Laurier has two passionate, hard working and highly skilled varsity hockey teams. For now I’ll refer to them as Team One and Team Two.  

Team One was established in 1921. Since then, they’ve won a total of three OUA (Ontario University Athletics) championships, their last one being in 1990.  

Team Two has been around since 1994. The team has brought home 11 OUA titles. Their last OUA championship victory happened only three years ago in 2014.  

Team Two has been named champions seven years in a row from 2003 to 2010. They were also given the CIS (Canadian Interuniversity Sport) title in the 2004-05 season.  

Both teams are hard working and deserving of opportunity. However, considering both their accomplishments, it would seem apparent that Team Two has gained more success overall.  

It sounds strange to say it is actually Team One that seems favoured and gets selected to play in the homecoming hockey game here at Laurier Brantford every single year. 

This year I was ecstatic to hear Team Two, the women’s varsity team, would be playing instead. Unfortunately, my excitement didn’t last long.  

When I decided to write an article to share the news, head coach Rick Osborne told me in an interview that the women were asked because the men’s schedule was too full to fit the game in.  

So . . . the women are just a backup option? Frustrating. No. Infuriating. If it’s because “women’s hockey is a joke,” then that’s the most hilarious joke I’ve ever heard. 

But I shot that puck too quickly. The homecoming organizer, the Student Alumni Association (SAA), is so much more golden than I had realized.  

While the men’s hockey team have in fact played for every homecoming except for two (the baseball team played in 2009 and the women’s hockey team played in 2010), they are apparently given the same amount of opportunity as the women’s team.  

What Osborne said about the game not fitting into the men’s schedule was correct, but I was under the impression the men had been given the choice over the women’s team.  

Members of the SAA had me stand corrected and shared that both teams are considered equally and selected based on their availability.  
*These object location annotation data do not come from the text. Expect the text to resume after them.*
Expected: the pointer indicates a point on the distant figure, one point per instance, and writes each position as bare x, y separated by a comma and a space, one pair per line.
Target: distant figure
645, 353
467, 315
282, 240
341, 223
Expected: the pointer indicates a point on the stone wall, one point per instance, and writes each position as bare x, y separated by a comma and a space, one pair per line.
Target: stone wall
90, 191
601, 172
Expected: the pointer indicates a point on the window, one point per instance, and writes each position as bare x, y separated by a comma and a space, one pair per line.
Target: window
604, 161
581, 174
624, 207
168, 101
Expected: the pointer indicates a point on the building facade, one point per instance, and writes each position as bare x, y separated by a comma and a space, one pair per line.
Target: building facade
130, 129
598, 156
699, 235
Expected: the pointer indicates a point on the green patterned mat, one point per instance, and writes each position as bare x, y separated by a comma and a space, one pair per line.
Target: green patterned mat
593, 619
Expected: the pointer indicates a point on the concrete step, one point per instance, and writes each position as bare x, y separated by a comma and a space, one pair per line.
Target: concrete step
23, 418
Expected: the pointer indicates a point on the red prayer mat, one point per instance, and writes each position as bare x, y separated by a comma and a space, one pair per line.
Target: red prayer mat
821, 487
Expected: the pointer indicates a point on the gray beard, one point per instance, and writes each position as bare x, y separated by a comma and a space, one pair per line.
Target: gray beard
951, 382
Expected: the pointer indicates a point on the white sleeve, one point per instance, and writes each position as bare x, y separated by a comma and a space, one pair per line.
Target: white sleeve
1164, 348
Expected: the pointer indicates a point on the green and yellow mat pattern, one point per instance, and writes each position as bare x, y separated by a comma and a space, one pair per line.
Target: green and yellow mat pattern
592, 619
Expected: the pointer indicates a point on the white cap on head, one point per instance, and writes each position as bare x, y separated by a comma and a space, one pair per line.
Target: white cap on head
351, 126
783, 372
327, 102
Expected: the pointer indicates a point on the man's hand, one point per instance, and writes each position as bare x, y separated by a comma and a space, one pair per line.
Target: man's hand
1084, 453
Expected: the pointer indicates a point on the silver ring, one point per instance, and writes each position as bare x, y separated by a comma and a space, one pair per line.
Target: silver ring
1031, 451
I proceeded to fact-check this and indeed discovered the women have had away games on the days of Laurier Brantford’s homecomings every year, with the exception of the 2010 homecoming.  
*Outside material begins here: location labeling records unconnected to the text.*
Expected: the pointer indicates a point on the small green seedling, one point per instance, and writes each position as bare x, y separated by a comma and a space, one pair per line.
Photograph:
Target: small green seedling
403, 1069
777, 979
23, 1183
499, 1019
Laurier Brantford should be excited. The women’s varsity team is stacked with talent.  

This year Laurier signed eight PWHL (Provincial Women’s Hockey League) players.  

The two new goalies, Cohen Myers and Hannah Miller, both consistently recorded save percentages above average during their years in the PWHL before coming to Laurier.  
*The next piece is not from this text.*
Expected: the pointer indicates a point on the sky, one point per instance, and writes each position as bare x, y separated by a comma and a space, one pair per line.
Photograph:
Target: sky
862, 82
Furthermore, veterans Madison MaCulloch and Emily Woodhouse were both named to their OUA All-Rookie team in their first seasons and they continue to be a force on this year’s team.  

Osborne said the two of them, as well as second year forward Jaden Head, will be the core of a successful team this season. 

I’m glad these girls have this opportunity to play in front of such a large crowd. 

It’s wrong to see gifted players get cut off from their sports journey because they were born the “unlucky” gender.  

Someday you’ll be signing your five-year old daughter up for hockey for the first time ever, assuring her, “Sports are for girls too” and “Don’t believe you are anything less than the boys.”  

Only a few years go by before she realizes it’s all a lie. The men’s football games become the main high school and university events, and the world only pays attention to the NHL.  

How are we supposed to convince young girls they are capable of achieving a male’s athletic success when they and their peers will never even get a chance to star in anything? 

Well, if they play hockey, send them to Laurier and they might get that chance.  

With the larger campuses, I get it. Football is the favoured homecoming sport, and if there’s only a men’s team, there’s not much one can do other than let the men play every year.  

However, with Laurier Brantford and the annual homecoming hockey game, there are absolutely zero reasons as to why the men and women’s teams can’t be given equal opportunity when it comes to playing in the big game.  

Thank you Laurier Alumni for recognizing this.